Подшитые кожей валенки сердито притопывают, потертая шубейка наглухо застегнута, из-под толстенного заиндевевшего платка настороженно поблескивают колючие глазки, на кончике крючковатого носа замерзла мутная капля… не бабка — Яга на зимовке.
За спиной Яги, портя сказочный антураж, сияли витрины круглосуточного магазина.
«Глянь, уже «Восход». Когда дойти успел?»
Из магазина вывалилась шумная компания — полдюжины разнокалиберных бичеватых типов семенили вслед за парой красномордых детин. Лихо сбитые на затылок шапки, хорошего кроя куртки нараспашку и видневшиеся из-под расстегнутых рубах тельняшки выдавали в детинах «тружеников морей»… а прижатые к необъятным животам ящики с водкой — недавний расчет.
«Ведомо дело: на берег сошел, долю получил — обмыть надо… и сцепиться с кем, удаль выказать — что за пьянка без драки?»
Драться попусту не хотелось. И не попусту тоже — надрался уж вдосыть. Всего и толку, что немеряно врагов нажил.
Шабанов отвернулся.
— Чего нос воротишь? — с усмешкой прогудел один из мордоворотов. — Люди с рейса пришли. Три месяца в морях, имеем право! Или мы не тралфлотовские?

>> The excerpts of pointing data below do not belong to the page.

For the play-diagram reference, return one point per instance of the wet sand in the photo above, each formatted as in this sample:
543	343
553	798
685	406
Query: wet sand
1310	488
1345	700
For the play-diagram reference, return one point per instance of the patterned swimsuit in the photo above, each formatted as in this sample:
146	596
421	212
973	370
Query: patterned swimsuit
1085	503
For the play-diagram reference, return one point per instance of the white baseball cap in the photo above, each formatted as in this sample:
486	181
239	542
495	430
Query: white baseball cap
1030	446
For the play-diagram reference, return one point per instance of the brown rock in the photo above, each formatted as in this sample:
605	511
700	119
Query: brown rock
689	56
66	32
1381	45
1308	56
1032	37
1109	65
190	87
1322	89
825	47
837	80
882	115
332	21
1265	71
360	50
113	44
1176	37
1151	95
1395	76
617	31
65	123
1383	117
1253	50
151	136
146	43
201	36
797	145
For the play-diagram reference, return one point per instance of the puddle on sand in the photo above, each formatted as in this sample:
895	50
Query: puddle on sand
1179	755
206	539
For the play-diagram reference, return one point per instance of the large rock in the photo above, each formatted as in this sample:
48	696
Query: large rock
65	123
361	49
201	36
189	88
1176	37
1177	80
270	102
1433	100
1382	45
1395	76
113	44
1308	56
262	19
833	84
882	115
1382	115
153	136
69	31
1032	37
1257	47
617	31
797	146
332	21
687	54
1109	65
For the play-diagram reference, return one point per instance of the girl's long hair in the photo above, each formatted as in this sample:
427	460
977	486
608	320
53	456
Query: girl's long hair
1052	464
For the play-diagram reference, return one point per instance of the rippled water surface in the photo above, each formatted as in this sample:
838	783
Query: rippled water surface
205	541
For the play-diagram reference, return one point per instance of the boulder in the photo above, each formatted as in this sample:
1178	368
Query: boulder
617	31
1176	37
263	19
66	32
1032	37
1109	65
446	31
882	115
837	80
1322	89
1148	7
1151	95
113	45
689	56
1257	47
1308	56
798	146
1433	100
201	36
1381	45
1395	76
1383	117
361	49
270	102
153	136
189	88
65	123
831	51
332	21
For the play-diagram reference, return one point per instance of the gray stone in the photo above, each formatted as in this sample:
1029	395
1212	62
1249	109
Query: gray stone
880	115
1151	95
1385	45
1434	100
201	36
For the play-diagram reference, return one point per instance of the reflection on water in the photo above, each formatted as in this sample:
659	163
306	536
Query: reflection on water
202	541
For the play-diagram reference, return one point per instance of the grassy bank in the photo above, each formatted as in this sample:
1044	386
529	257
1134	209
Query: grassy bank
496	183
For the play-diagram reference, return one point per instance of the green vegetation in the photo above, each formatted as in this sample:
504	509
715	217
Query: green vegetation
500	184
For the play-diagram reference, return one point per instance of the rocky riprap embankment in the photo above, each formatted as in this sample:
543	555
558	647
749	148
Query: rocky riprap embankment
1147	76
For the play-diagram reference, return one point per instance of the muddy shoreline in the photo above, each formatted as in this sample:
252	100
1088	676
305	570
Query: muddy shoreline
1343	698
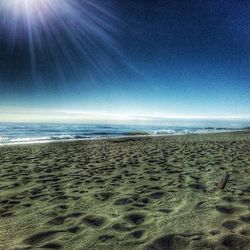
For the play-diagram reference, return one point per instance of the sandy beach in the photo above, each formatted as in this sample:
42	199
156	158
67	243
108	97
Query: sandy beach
132	193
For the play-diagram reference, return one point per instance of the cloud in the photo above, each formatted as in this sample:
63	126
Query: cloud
10	114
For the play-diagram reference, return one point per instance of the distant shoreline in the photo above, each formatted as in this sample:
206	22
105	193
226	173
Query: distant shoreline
133	136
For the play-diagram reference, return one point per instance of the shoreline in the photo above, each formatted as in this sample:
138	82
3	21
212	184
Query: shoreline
129	193
118	137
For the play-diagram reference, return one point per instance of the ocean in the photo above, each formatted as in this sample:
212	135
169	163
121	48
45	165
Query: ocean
23	133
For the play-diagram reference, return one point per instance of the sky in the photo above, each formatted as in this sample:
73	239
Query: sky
123	58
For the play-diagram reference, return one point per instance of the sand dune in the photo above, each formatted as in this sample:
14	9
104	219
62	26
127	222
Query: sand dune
137	193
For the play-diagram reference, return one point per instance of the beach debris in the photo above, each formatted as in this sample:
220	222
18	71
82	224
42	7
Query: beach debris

«Угадал, — отрешенно подумал Тимша. — Гуляют рыбаки. И пусть себе гуляют. А я дальше пойду. Нечего людям праздник кислой рожей портить…»
Тимша пожал плечами, подался в сторону. Рыбак поставил ящик на снег, озабоченно нахмурился.

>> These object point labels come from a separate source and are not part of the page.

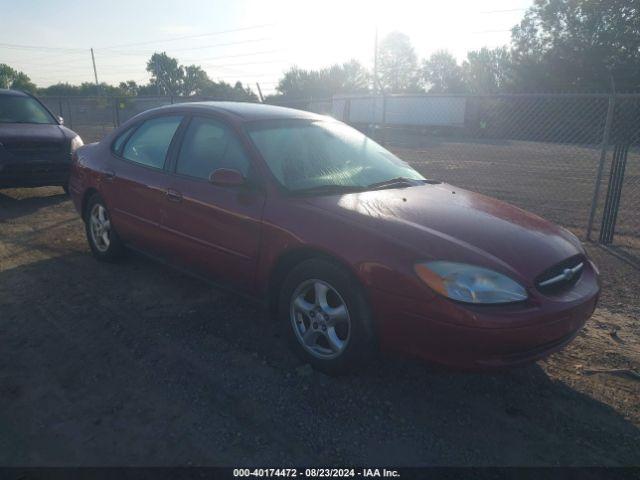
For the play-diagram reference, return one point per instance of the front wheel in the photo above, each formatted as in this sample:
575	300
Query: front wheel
103	239
327	317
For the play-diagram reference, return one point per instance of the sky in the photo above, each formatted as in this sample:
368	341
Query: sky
247	40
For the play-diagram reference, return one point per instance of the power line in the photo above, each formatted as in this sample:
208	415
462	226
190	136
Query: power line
220	32
182	49
41	47
509	10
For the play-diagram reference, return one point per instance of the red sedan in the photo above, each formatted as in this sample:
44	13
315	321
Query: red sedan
351	248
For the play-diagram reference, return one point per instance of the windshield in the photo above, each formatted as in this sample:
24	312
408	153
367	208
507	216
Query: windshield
306	155
18	109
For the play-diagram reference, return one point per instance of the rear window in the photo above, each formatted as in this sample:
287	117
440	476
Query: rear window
18	109
150	142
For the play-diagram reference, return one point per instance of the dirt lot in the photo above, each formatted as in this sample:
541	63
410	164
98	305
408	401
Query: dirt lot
137	364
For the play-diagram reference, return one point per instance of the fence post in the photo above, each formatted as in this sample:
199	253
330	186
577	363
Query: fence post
69	112
116	112
603	156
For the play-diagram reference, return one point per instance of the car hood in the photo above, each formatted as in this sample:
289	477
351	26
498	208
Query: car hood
443	222
17	132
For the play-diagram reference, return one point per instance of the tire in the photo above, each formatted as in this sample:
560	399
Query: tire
332	339
105	249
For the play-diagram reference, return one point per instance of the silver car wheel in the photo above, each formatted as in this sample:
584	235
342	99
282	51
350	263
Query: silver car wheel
320	319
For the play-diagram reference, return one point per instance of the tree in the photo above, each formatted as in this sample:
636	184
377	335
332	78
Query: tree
166	74
11	78
129	88
397	64
350	77
488	71
442	74
195	80
578	45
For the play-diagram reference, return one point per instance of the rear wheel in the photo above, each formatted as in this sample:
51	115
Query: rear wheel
103	239
326	316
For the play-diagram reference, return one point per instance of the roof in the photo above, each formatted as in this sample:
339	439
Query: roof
12	93
248	111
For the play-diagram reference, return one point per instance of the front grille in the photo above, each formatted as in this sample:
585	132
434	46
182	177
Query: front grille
32	148
561	276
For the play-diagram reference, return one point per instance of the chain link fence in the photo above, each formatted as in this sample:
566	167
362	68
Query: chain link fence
571	158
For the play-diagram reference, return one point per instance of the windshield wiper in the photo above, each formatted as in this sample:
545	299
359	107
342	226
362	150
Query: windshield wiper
395	183
329	189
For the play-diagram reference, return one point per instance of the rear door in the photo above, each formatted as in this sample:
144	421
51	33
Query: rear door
218	227
138	183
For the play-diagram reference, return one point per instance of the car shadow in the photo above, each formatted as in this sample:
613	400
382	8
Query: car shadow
14	206
136	363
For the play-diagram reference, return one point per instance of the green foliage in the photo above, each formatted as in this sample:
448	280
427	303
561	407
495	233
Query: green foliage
578	45
442	74
11	78
487	71
397	64
350	77
560	45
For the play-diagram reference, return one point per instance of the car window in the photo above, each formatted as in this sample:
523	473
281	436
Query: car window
309	154
209	145
19	109
150	142
117	145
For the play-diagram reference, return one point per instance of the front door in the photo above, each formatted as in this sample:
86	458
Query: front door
218	227
137	184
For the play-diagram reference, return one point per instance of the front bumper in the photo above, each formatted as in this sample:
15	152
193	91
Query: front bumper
34	173
471	337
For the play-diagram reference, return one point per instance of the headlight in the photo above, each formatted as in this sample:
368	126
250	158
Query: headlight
470	284
76	143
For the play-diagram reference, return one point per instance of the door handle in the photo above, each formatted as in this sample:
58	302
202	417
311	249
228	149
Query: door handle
173	196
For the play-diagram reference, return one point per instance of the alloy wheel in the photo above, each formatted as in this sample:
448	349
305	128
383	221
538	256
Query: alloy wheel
320	319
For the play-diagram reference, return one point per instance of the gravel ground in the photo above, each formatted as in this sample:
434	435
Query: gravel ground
137	364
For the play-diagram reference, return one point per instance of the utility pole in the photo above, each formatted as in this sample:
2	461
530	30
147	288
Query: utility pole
95	72
375	63
260	92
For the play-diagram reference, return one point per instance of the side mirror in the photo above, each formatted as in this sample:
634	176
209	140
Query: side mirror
227	177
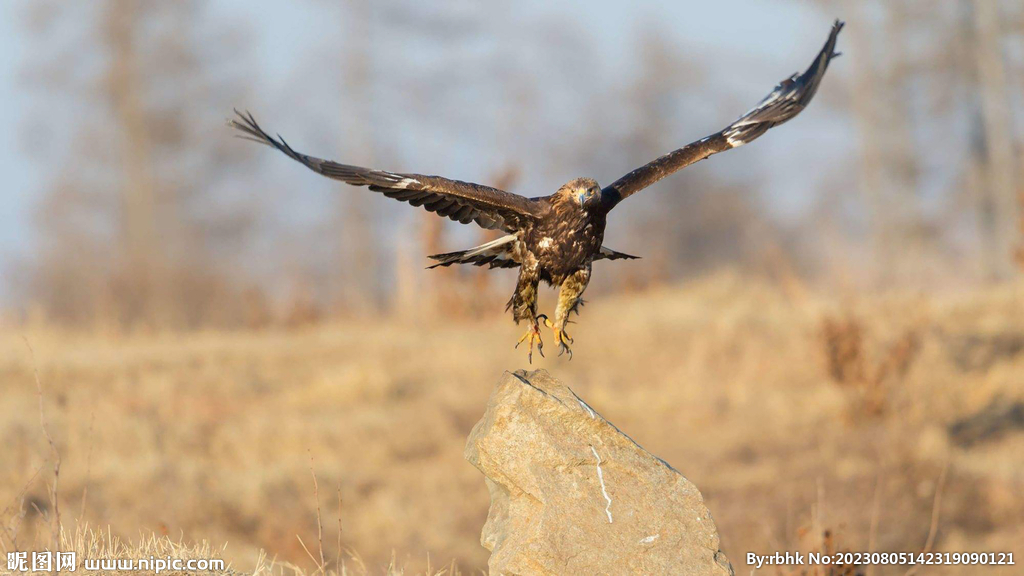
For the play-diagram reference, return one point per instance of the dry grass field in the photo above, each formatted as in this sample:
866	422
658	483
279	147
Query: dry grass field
888	421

— Че он понимает! — тут же угодливо заметил один из прихлебателей. — Салага еще!
— Цыть! — обрезал его рыбак. — Не твово ума дело.
— Погодь, парень, у тебя не случилось ли чего? — обратился он уже к Тимше. — Видал я такие выражения на мордах… дерьмовые выражения. Может, помочь надо?
— Все нормально, мужики, — отозвался Тимша. Пришлось вновь остановиться, попробовать улыбнуться. — Мелочи жизни замучили, неча вам головы забивать. И вообще, — он кивнул на ящик с водкой, — у вас без того дел невпроворот.
— Ты, парень, не смотри, что Санька выпивши, — вступился за друга второй моряк. — Саньку полгорода знает, лучшего моториста ни на одном флоте нет! Ты о деле говори. Или пошли с нами — пропустишь стакашку, язык-то и развяжется… Тебе лет-то сколь? Имеешь право родимую потреблять?
«А что? Надоело все. Нажраться до поросячьего визга авось на душе полегче станет.» Тимша, которому до восемнадцати не хватало полутора месяцев, нахально кивнул.
— Добро, — удовлетворенно кивнул названный Александром, вновь подхватывая на миг оставленную без присмотру водку. Вон, тачки у остановки стоят, щас поеде…
Моряк оборвал себя на полуслове, багровея уставился за спину Тимши.
«Ну что там еще?» — тоскливо подумал Шабанов. Поворачиваться не хотелось, ибо повернуться — наверняка встрять в очередную неприятность.
— Ну-ка, ты, подержи выпивку! — рыкнул Александр. Ящик перекочевал в руки одного из прихлебателей. — У меня тут дельце одно появилось!
Тимша обреченно вздохнул, повернулся…
Вдоль витрин, занимая весь тротуар от бровки до бровки, перла разудалая компания молодежи. Предводитель немузыкально, хотя и от души, орал нечто плохо рифмованное. Старушенция, подхватив ящик и мешок с семечками, проворно шмыгнула в тень павильона автобусной остановки.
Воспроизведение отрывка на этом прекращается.